1. Teach yourself to have a hero mentality.
“Hmm…” That was my first thought when I read this tip. In my mind, heroes are usually these extraordinary people (with or without super powers) who are absolutely AMAZING. I mean, everyone wants to be like them. However, it is this mentality that Dr. Phillip Zimbardo of Stanford wants to change. Through his Heroic Imagination Project, he wants to show the world that heroes are ordinary people who do extraordinary things.
I couldn’t agree more. When I think about the people in my life who have made an impact, there really aren’t too many celebrities or high-profile folks on the list. I look up to military members, first responders, nurses, and people in my community. Do they have a “S” on their chest? Maybe. Maybe not. But, they have selflessness in their heart and the best interests of people on their minds. That’s something that I can get behind.
According to Dr. Zimbardo, one of the keys to adopting this mentality is to study the behavior of people like Dr. King as well as identify things that we do that can get in the way. One of my hero-limiting behaviors is probably the reluctancy to want to be a “hero in the spotlight.” If you look at the group of folks that I listed earlier, they are all behind-the-scenes but I consider them heroes.

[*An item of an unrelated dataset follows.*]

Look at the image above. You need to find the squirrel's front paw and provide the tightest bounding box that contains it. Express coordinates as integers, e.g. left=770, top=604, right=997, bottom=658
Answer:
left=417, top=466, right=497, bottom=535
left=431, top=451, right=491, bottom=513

So, next year I’m going to work on being more comfortable with being a visible change-maker…a visible leader. People like Dr. King didn’t do what they did for any personal shine but they also didn’t back down away from the visible role and presence that such a commitment required. What would history be like if Dr. King said, “Nah, I’ll organize from Georgia. Can you find someone else to give the speech on the National Mall?”